Some of the young people taking part the Child Friendly Cities and Communities (CFC) Youth Discovery Day at the Guildhall.
Local young people have taken part in two Unicef UK facilitated events in the Guildhall to allow them to discuss how their rights can be embedded into public services.
A Discovery Evening and a Unicef Community and Youth Discovery Day were delivered through a Unicef partnership with Derry City and Strabane District Council, Western Health and Social Care Trust, the Education Authority and the community and voluntary sector.
The work forms part of the council area’s journey to achieve internationally recognised Unicef Child Friendly Community status.
In advance of the event, children and young people aged four-18 from across the district took part in remote consultations to ensure all their views are represented.

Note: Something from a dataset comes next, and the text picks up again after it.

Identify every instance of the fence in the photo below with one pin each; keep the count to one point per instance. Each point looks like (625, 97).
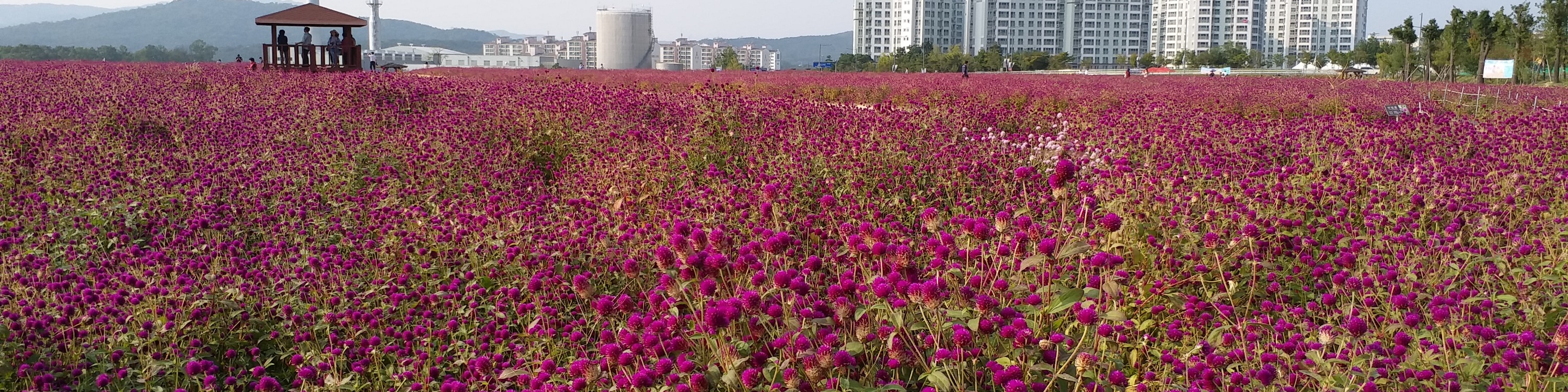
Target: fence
(1119, 73)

The children and young people have explored what it feels like to grow up in Derry City and Strabane, talking about things like places to play, meeting friends, being healthy and feeling safe.

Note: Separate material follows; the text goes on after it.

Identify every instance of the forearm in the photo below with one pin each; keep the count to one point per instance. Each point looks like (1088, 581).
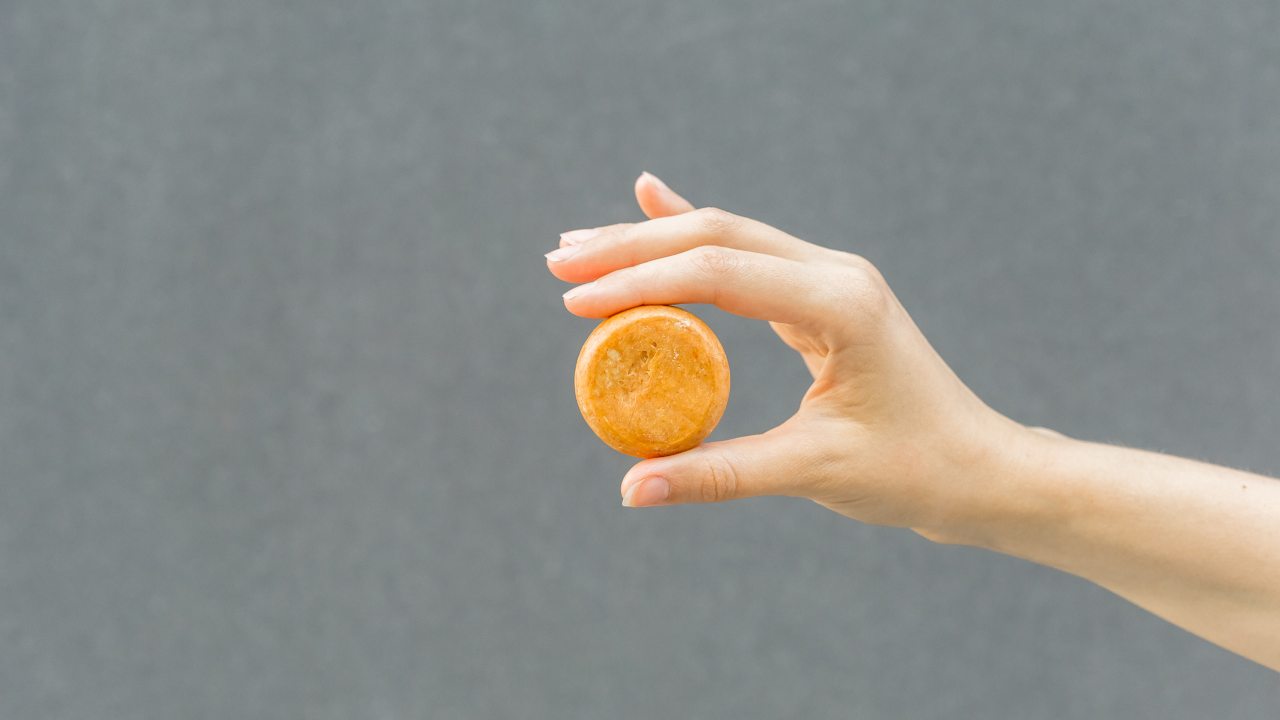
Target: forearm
(1194, 543)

The information collected during the discovery phase will be used to shape the two-three year action plan to make the vision of a Child Friendly Community a reality.
Mayor of Derry City and Strabane District Council, Councillor Michaela Boyle, attended the event and thanked the young people in attendance for their useful and honest contribution.
“Child Friendly Communities aim to create cities and communities where all children have a meaningful say in and truly benefit from the local decisions, services and spaces that shape their lives,” she explained.
“With expert training and guidance from Unicef UK, the partnership sees politicians, staff and volunteers turning to children’s rights – as set out in the United Nations Convention on the Rights of the Child – to guide decisions that affect children and young people.
“Ongoing work has been taking place at a local level and a range of youth and adult stakeholders have already been involved in remote consultation.”
Concluding, the Mayor said:“This event allowed children and young people to have an input into the decisions that affect them – from major policies, to decisions around the care they receive.”